Festlicher Erfahrungsaustausch
Anlässlich seines fünfjährigen Bestehens lud ARRIVO BERLIN Ausbildungscoaching alle Beteiligten zu einem Austauschtreffen ein. Nach einem Rückblick auf das Erreichte diskutierte die vielfältige Gruppe gemeinsam über die konkreten Herausforderungen und blickte voller Ideen und Tatendrang in die Zukunft.
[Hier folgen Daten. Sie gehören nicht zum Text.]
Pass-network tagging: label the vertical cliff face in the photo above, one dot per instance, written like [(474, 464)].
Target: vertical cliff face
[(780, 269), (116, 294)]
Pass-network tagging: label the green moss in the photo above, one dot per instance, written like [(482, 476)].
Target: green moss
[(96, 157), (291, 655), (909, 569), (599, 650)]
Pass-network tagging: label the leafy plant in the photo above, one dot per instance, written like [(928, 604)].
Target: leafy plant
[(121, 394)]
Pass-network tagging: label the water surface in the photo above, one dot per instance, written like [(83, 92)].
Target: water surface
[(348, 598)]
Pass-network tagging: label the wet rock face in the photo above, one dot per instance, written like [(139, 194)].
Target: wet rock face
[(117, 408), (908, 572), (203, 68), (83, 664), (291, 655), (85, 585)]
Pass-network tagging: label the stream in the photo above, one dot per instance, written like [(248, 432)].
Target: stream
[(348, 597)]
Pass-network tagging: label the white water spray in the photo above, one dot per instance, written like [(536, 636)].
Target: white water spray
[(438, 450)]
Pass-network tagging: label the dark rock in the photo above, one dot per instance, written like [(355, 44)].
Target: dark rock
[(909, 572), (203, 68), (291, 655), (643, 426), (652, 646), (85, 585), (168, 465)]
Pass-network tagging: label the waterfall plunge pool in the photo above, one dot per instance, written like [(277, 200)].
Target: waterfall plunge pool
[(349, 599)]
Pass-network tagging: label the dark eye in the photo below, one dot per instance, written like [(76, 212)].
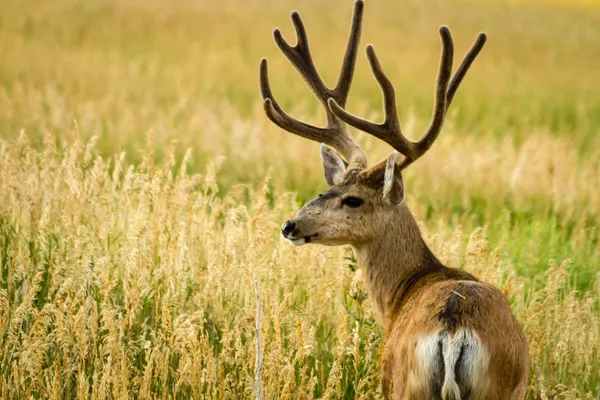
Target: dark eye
[(352, 202)]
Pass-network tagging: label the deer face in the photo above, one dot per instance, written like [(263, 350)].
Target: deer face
[(356, 209)]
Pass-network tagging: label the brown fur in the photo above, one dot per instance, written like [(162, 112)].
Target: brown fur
[(446, 335)]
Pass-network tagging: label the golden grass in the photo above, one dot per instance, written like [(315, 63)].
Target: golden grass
[(124, 273), (120, 281)]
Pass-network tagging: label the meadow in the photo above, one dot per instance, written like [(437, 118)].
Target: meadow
[(142, 190)]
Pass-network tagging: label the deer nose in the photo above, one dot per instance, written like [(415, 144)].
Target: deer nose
[(288, 228)]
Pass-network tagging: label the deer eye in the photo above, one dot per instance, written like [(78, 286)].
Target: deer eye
[(352, 202)]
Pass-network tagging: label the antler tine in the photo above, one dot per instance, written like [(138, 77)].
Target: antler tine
[(335, 133), (440, 107), (390, 131), (464, 67)]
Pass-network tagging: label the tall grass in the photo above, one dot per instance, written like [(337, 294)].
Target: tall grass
[(123, 281), (127, 265)]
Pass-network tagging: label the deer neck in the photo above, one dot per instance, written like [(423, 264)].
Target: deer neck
[(395, 260)]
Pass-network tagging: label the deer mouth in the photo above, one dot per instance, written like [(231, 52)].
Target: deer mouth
[(299, 241)]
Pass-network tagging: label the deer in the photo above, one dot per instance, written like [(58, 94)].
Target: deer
[(446, 335)]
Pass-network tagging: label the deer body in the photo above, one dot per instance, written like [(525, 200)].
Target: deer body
[(446, 335), (441, 326)]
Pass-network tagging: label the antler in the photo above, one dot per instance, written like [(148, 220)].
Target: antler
[(389, 131), (335, 134)]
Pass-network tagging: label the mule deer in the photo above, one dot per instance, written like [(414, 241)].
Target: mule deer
[(446, 335)]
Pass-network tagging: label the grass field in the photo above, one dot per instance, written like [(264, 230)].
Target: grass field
[(142, 189)]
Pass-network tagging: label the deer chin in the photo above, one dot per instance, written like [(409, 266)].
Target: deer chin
[(301, 241)]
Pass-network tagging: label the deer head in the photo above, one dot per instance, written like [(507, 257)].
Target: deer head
[(363, 203)]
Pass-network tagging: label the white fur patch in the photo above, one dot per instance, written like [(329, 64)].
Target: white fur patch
[(464, 345), (333, 165)]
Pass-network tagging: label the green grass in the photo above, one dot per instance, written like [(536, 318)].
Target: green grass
[(517, 163)]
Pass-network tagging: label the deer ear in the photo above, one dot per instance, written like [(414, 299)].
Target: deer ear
[(333, 165), (393, 185)]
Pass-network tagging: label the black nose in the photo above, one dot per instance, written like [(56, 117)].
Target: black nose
[(288, 228)]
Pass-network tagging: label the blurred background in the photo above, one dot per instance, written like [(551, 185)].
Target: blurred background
[(520, 144)]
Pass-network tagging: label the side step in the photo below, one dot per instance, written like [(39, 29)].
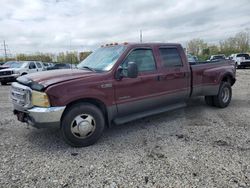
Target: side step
[(133, 117)]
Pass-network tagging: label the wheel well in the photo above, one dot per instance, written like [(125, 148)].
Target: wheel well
[(93, 101), (229, 79)]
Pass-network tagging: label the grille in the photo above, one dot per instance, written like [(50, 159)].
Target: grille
[(21, 95), (5, 73)]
Zum fünfjährigen Jubiläum luden die Projektmitarbeiter:innen der Handwerkskammer Berlin ehemalige und aktuelle Teilnehmende und Projektpartner:innen in die Räume der Innung für Metall- und Kunststofftechnik Berlin in Kreuzberg zu einem Erfahrungsaustausch ein. Unter dem Titel „ARRIVO BERLIN Ausbildungscoaching – Gestern, Heute, Morgen“ wurde auf Erreichtes zurückgeblickt, wurden Herausforderungen diskutiert und wurde gemeinsam in die Zukunft geschaut. Als eines von zehn Projekten im Verbund von ARRIVO BERLIN unterstützen die Ausbildungscoaches seit dem 1. Juni 2018 Auszubildende aus der dualen und schulischen Ausbildung beim erfolgreichen Absolvieren ihrer Ausbildung.
Austausch einer sehr heterogenen Gruppe
Trotz schwüler Temperaturen und Sturmwarnung fanden zahlreiche Ehrenamtliche, Hauptamtliche, aktuelle und ehemalige Teilnehmende des Projekts den Weg zum Jubiläumsfest. Mit dabei waren unter anderem eine Willkommenslotsin der Handwerkskammer Berlin, eine Ausbildungsbegleiterin der Handwerkskammer, ehrenamtliche Begleiter:innen von VerA, eine Mitarbeiterin der GFBM Gesellschaft für berufsbildende Maßnahmen, die B2- und C1-Berufssprachkurse an Samstagvormittagen anbieten, sowie aktuelle und ehemalige Auszubildende, die ihre Ausbildung abgeschlossen haben.
Nach einem Vortrag über die fünf Jahre ARRIVO BERLIN Ausbildungscoaching fand ein fruchtbarer Austausch dieser sehr heterogenen Gruppe von Menschen in Kleingruppen und im Plenum statt.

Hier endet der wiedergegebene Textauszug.